Mom emailed last night to say that Dad said fewer than a dozen words all day. Once again, he ate nothing and slept quite a bit, and spent his waking moments seeing and hearing things the rest of us can't.

Last night Dan and I called her just to check in, and she was still at the hospice center. So I asked her to put us on speaker so that Dad could hear us, and we sang to him.

A little background: My grandma (Mom's mom) died of Alzheimer's in 2008. In her final years, during family get-togethers, I noticed she wasn't interacting much with people--so I would wheel her into a corner and hang out with her, singing songs. Even when she no longer knew my name, she could sing along with me: "Down by the Old Mill Stream," "Bicycle Built for Two," all the old favorites she and Grandpa taught me.

I think I read somewhere that music uses a different part of our brain than language, which is why people who can no longer talk or remember what they had for breakfast can sing songs they learned decades before.
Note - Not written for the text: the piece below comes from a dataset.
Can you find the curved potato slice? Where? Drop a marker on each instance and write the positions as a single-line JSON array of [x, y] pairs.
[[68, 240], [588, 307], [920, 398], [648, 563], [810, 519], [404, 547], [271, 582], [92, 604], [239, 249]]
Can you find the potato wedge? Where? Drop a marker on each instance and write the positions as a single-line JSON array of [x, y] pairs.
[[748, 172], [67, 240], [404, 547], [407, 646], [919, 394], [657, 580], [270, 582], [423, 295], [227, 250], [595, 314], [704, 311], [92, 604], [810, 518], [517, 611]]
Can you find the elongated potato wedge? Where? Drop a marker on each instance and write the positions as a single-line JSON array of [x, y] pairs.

So I thought I'd see if that helped Dad.

We sang "The Happy Wanderer," "The Eerie Canal," and "The Red River Valley." I have vivid memories of tramping along the trail in front of Dad as he taught me those songs on our backpacking trips in the Wind River Mountains. We also sang "Down by the Old Mill Stream," which Teagan joined in on (especially the silly parts: "Not burlap but gingham too!") because we used to sing it to her when she was little, to keep her occupied in the car.

These didn't bring about quite the reaction from Dad they used to from my grandma, but Mom said he definitely seemed to perk up and listen, especially during "The Happy Wanderer." I like to think that he truly heard the last verse:

Oh, may I go a-wandering Until the day I die! Oh, may I always laugh and sing, Beneath God's clear blue sky!